試験問題の「意味」は分かるのに、なぜその問いなのかが理解できないA子が、三度の不合格を通して「頭脳テストが測っているもの」の正体を浮かび上がらせる思考遊戯。
A子は、試験会場の机に座っていた。
多くを犠牲にして勉強してきた。
友だちとの時間も、睡眠も、好きなことも削って。
過去問も解き込んだし、参考書の余白はメモで真っ黒だ。
──それなのに。
配られた問題用紙を見た瞬間、A子は固まった。
「……意味は分かる。
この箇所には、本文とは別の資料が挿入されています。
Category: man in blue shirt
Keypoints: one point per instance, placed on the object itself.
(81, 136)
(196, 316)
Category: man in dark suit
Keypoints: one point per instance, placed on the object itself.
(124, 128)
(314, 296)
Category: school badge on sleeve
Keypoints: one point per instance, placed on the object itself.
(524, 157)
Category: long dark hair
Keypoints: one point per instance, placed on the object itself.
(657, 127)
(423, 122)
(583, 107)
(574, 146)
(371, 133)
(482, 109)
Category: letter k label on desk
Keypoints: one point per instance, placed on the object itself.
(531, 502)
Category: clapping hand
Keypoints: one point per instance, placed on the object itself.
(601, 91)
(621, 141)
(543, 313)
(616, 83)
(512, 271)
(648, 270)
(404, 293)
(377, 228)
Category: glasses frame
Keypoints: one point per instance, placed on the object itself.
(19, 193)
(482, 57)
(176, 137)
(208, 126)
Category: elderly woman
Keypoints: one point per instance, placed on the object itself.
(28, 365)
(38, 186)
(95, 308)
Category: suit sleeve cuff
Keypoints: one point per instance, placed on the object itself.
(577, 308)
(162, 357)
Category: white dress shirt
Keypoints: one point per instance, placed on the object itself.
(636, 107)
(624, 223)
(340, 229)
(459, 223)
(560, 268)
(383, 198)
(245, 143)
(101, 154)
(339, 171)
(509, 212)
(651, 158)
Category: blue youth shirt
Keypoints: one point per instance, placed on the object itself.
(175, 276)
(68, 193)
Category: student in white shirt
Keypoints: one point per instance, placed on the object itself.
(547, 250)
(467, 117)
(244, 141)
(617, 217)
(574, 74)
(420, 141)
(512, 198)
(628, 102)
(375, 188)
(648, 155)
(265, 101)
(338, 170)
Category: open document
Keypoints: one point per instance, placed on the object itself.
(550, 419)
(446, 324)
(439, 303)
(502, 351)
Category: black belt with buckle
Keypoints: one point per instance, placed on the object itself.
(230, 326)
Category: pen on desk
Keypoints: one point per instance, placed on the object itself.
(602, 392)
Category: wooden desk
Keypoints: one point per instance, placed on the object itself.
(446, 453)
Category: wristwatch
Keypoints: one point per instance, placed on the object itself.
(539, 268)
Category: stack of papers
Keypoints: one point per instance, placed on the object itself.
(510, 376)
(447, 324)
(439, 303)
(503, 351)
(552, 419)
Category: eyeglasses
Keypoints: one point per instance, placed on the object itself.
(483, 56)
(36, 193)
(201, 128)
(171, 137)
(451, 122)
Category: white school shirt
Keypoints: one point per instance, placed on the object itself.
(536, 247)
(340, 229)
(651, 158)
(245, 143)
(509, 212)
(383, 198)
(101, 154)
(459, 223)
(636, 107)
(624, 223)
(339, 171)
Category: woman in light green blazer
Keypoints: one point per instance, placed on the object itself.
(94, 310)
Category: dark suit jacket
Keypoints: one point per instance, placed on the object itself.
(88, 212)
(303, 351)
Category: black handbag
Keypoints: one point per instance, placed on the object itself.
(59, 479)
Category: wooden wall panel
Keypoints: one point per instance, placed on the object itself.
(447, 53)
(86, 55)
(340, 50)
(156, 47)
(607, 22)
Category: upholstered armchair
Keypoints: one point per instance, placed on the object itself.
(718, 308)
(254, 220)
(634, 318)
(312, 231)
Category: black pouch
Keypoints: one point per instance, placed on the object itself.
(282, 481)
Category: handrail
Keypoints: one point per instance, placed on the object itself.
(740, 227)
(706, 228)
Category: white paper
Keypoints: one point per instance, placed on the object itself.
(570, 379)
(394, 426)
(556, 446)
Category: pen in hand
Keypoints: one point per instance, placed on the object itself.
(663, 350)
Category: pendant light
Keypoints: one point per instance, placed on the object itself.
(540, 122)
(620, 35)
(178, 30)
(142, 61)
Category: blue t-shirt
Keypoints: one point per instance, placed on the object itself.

分かるんだけど……」
書かれている日本語も専門用語も、ちゃんと理解できる。
何が問われているか、論点も分かる。
分からないのは、別のことだった。
「なぜ、こんな問題を出すのか?」
その意図が、まったく理解できなかった。
「もっと適切な問い方があるはずだわ。
現実の現場ではあり得ない前提も混ざってるし……」
A子は、どうしても納得できなかった。
納得できない問いに、
無理やり「正解」とされている答えを合わせにいくことができない。
それが、A子の選んだ答えだった。
結果は、当然のように不合格だった。
どうしても諦めきれなかったA子は、
再挑戦のために先生のところへ相談に行った。
「先生、どうすれば受かりますか?」
先生は、少しだけ考えてから答えた。
「いいかい。
『なぜその問題を出すのか』は、考えなくていい」
A子は拍子抜けした。
「考えなくていいなら、簡単だわ」
A子には、記憶力にあまり自信がなかった。
そこで彼女は、最新技術に頼ることにした。
脳内とインターネットを直接接続できるチップを埋め込む。
いつでも、どんな情報でも瞬時に引き出せるようになるという代物だ。
「これで、どんな問題が出ても怖くない」
そう信じて臨んだ再試験の結果は──不合格だった。
先生は一言。
「A子さん。カンニングはいかんよ」
A子は、なるほどと納得した。
外部の情報にそのまま頼るのはダメなのだと理解した。
そこで、次の試験ではチップを外し、
今度は記憶力そのものを強化する薬品を使って挑んだ。
頭は冴え渡り、覚えた内容は鮮明に蘇る。
解答用紙には、これ以上ないほど完璧な知識が並んだ。
結果──またもや不合格だった。
先生は肩をすくめた。
「ドーピングはいかんよ」
A子は、深く反省した。
「そうか……道具に頼るのがいけなかったのね」
最後の挑戦では、
何の装置にも、薬にも頼らず、
自分自身の頭だけで試験に向き合うことを決意した。
じっくり問題文を読み、
自分の考えを一つひとつ言葉にしていく。
「今度こそ、正々堂々と勝負したわ」
そうして迎えた結果は──やはり、不合格だった。
ショックを受けたA子は、再び先生に詰め寄った。
「先生、今回は何もズルをしていません!
どうしてダメだったんですか?」
先生は、静かに答えた。
「A子さん。答えは一つだよ」
A子は、意味が分からなかった。
試験後に返却された自分の解答用紙を見て、ようやく理解した。
各設問の下に、
A子はそれぞれ三つずつ回答を書き連ねていた。
試験委員会が想定していそうな回答
現場で妥当だと思われる別解
前提条件の問題点を指摘しつつ修正したうえでの回答
それぞれに、丁寧な解説付きで。
A子は、それを見て小さく呟いた。
「……だって、一つに決める理由が、分からなかったから」
「当たり前のことを、当たり前に行うだけ」と言うのは簡単だ。
しかし、一度それが“当たり前ではない”と気づいてしまうと、
同じことをするには、むしろ大きな努力が必要になる。
知識も、同じかもしれない。
大量の情報を蓄えていること
すばやく検索して取り出せること
それらが「頭がいい」とされるなら、
人間の頭でなくても、インターネットやコンピューターで代用できてしまう。
もし知識が単なる道具にすぎないのだとしたら、
今の試験は「特定の道具を、決められた形で使えるかどうか」を測る装置とも言える。
そして、答えがあらかじめ一つに決められているなら──
もっとも効率よく、
正解を一つに絞り込める機械に解かせるのが、
いちばん賢い選択なのかもしれない。
それでも人間に試験を受けさせ続けるのは、
単に知識量や処理速度では測れない「何か」を、
そこに見たいと思っているからなのだろうか。
あるいは、
本当はその「何か」がよく分からないまま、
「とりあえず、答えを一つにそろえさせる」
という作業だけが、
「頭脳を測ること」とされているのかもしれない。